Re: [PATCH RFC 0/6] fs,block: yield devices

Christian Brauner <brauner@xxxxxxxxxx> · Thu, 26 Oct 2023 14:07:38 +0200

On Thu, Oct 26, 2023 at 12:35:03PM +0200, Jan Kara wrote:
> On Wed 25-10-23 22:46:29, Christian Brauner wrote:
> > On Wed, Oct 25, 2023 at 07:20:57PM +0200, Jan Kara wrote:
> > > Hello!
> > > 
> > > On Tue 24-10-23 16:53:38, Christian Brauner wrote:
> > > > This is a mechanism that allows the holder of a block device to yield
> > > > device access before actually closing the block device.
> > > > 
> > > > If a someone yields a device then any concurrent opener claiming the
> > > > device exclusively with the same blk_holder_ops as the current owner can
> > > > wait for the device to be given up. Filesystems by default use
> > > > fs_holder_ps and so can wait on each other.
> > > > 
> > > > This mechanism allows us to simplify superblock handling quite a bit at
> > > > the expense of requiring filesystems to yield devices. A filesytems must
> > > > yield devices under s_umount.
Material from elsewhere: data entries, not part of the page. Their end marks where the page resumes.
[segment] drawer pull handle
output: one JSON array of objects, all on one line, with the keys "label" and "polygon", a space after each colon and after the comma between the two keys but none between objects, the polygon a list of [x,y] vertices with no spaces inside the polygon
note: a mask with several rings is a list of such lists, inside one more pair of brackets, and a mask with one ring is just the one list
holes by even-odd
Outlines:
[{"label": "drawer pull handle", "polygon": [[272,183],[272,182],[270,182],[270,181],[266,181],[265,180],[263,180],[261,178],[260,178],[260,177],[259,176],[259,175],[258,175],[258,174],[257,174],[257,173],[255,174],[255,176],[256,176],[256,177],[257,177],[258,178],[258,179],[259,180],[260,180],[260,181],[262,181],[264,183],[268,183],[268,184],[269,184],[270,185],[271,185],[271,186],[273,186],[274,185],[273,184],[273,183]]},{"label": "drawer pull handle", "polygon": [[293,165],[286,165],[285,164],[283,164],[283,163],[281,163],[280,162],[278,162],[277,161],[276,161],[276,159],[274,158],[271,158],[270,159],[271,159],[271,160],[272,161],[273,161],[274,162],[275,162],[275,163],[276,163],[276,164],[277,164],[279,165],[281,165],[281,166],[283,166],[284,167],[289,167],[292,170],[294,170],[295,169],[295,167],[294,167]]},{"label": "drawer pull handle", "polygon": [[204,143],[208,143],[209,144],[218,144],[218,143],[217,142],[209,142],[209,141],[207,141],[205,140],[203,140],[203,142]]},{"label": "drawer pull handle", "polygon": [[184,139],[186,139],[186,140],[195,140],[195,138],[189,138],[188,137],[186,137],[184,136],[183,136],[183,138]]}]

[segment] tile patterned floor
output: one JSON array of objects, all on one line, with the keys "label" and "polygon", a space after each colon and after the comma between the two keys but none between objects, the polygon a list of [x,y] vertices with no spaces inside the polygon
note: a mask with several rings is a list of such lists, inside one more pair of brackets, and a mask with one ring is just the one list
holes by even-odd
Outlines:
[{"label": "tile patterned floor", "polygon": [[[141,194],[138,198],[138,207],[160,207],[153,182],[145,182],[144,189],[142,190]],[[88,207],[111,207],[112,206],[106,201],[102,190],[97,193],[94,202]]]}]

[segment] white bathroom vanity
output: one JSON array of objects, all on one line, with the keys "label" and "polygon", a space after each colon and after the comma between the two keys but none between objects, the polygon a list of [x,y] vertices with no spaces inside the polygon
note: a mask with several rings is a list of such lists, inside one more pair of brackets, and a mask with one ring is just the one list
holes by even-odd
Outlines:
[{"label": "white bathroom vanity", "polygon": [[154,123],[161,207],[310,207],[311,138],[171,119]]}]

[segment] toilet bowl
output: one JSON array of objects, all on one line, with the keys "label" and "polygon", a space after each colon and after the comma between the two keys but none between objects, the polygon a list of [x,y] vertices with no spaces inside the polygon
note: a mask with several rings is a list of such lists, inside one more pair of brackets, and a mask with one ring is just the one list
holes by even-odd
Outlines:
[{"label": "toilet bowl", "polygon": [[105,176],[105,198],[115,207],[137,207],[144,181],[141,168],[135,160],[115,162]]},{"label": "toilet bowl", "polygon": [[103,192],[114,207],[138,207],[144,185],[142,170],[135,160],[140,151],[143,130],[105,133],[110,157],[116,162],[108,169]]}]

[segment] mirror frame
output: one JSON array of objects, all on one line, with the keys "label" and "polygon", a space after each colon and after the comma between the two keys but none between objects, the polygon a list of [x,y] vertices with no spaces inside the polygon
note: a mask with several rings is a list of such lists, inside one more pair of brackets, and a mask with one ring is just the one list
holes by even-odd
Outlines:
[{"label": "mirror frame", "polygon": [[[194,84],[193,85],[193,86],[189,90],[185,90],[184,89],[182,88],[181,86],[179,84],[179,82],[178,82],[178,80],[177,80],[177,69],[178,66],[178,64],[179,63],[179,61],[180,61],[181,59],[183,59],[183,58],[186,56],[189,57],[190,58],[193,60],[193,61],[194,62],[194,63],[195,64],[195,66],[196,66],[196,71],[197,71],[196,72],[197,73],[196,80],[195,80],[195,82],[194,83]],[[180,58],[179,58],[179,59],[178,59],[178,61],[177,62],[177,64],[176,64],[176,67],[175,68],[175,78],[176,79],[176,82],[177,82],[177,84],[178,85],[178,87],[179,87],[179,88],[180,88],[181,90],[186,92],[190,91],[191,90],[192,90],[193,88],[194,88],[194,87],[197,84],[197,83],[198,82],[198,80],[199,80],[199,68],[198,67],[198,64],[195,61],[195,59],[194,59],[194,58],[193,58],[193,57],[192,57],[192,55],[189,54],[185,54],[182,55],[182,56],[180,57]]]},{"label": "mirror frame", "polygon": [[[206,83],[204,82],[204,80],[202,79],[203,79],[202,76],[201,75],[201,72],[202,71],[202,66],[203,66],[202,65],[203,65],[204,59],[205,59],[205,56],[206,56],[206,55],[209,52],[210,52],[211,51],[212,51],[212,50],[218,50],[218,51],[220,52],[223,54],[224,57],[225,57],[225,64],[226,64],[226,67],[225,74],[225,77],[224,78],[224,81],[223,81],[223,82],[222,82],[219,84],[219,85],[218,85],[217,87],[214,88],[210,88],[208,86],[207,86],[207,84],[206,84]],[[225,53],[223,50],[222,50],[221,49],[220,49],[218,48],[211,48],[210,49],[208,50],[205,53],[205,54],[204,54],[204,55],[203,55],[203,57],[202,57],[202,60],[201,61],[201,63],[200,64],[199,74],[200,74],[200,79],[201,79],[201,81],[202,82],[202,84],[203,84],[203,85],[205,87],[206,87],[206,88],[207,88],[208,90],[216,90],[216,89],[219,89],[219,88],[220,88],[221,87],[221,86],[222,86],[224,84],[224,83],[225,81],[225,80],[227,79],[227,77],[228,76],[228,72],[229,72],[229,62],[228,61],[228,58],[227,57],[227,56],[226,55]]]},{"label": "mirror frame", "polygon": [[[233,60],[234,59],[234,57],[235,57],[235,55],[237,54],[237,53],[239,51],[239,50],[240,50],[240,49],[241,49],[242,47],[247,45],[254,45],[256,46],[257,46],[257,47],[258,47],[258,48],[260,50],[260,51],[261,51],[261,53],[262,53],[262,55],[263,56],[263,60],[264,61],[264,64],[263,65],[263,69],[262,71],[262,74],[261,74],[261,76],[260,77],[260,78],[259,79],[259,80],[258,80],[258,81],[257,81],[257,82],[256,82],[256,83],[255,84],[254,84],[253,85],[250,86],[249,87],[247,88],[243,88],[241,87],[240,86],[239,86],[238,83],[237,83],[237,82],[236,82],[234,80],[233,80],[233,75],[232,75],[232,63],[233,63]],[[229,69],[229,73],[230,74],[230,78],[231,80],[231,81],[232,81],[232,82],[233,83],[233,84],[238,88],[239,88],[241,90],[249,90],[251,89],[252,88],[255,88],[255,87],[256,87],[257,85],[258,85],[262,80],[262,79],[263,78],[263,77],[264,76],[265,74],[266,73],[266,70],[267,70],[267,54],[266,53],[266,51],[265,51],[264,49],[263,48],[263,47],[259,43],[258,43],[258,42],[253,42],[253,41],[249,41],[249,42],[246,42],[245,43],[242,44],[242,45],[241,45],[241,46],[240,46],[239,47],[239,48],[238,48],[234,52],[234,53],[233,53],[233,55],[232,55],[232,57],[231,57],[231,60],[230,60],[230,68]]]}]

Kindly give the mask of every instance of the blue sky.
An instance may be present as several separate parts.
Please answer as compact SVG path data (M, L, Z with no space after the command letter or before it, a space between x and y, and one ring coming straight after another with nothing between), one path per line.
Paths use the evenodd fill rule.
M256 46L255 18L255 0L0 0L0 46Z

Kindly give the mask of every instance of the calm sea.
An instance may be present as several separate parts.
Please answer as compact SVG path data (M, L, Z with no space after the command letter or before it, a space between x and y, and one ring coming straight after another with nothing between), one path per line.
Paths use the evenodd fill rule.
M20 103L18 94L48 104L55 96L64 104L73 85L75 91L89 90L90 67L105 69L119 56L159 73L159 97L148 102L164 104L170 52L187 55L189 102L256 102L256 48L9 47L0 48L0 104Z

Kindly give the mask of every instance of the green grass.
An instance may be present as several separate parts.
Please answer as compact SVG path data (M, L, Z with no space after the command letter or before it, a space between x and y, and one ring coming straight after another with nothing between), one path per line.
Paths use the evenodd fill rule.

This allows costly work to be done outside
> > > > of s_umount.
> > > > 
> > > > There's nothing wrong with the way we currently do things but this does
> > > > allow us to simplify things and kills a whole class of theoretical UAF
> > > > when walking the superblock list.
> > > 
> > > I'm not sure why is it better to create new ->yield callback called under
> > > sb->s_umount rather than just move blkdev_put() calls back into
> > > ->put_super? Or at least yielding could be done in ->put_super instead of
> > 
> > The main reason was to not call potentially expensive
> > blkdev_put()/bdev_release() under s_umount. If we don't care about this
> > though then this shouldn't be a problem.
> 
> So I would not be really concerned about performance here. The superblock
> is dying, nobody can do anything about that until the superblock is fully
> dead and cleaned up. Maybe some places could skip such superblocks more
> quickly but so far I'm not convinced it matters in practice (e.g. writeback
> holds s_umount over the whole sync(1) time and nobody complains). And as
> you mention below, we have been doing this for a long time without anybody
> really complaining.

Ok, that's a good point.

> 
> > And yes, then we need to move
> > blkdev_put()/bdev_release() under s_umount including the main block
> > device. IOW, we need to ensure that all bdev calls are done under
> > s_umount before we remove the superblock from the instance list.
> 
> This is about those seemingly spurious "device busy" errors when the
> superblock hasn't closed its devices yet, isn't it?  But we now remove

Yes, because we tie superblock and block device neatly together.

> superblock from s_instances list in kill_super_notify() and until that
> moment SB_DYING is protecting us from racing mounts. So is there some other
> problem?

No, there isn't a problem at all. It's all working fine but it was
initially a little annoying as we had to update filesystems to ensure
that sb->s_fs_info is kept alive. But it's all fixed.

The possible advantage is that if we drop all block devices under
s_umount then we can remove the superblock from fs_type->s_instances in
the old location again. I'm not convinced it's worth it but it's a
possible simplification. I'm not even arguing it's objectively better I
think it's a matter of taste in the end.

> 
> > I think
> > that should be fine but I wanted to propose an alternative to that as
> > well: cheap mark-for-release under s_umount and heavy-duty without
> > s_umount. But I guess it doesn't matter because most filesystems did use
> > to close devices under s_umount before anyway. Let me know what you
> > think makes the most sense.
> 
> I think we should make it as simple as possible for filesystems. As I said

Yes, I fully agree.

The really good thing about the current mechanism is that it's
completely vfs-only. With s_umount/open_mutex ordering fixed filesystems
can now close block devices wherever and the vfs will ensure that you
don't get spurious ebusy. And the filesystem doesn't have to know a
thing about it or take any care.

> above I don't think s_umount hold time really matters so the only thing
> that limits us are locking constraints. During superblock shutdown the only
> thing that currently cannot be done under s_umount (that I'm aware of) is the
> teardown of the sb->s_bdi because that waits for writeback threads and
> those can be blocked waiting for s_umount.

Which we don't need to change if it's working fine.

> 
> So if we wanted we could just move ext4 & xfs bdev closing back into
> ->put_super to avoid ext4_kill_sb() and somewhat slim down xfs_mount_free()
> but otherwise I don't see much space for simplification or need for adding
> more callbacks :)

I mean, that I would only think is useful if we really wanted to close
all block devices under s_umount to possible be remove the waiting
mechanism we have right now. Otherwise I think it's churn for the sake
of churn and I quite like what we have right now.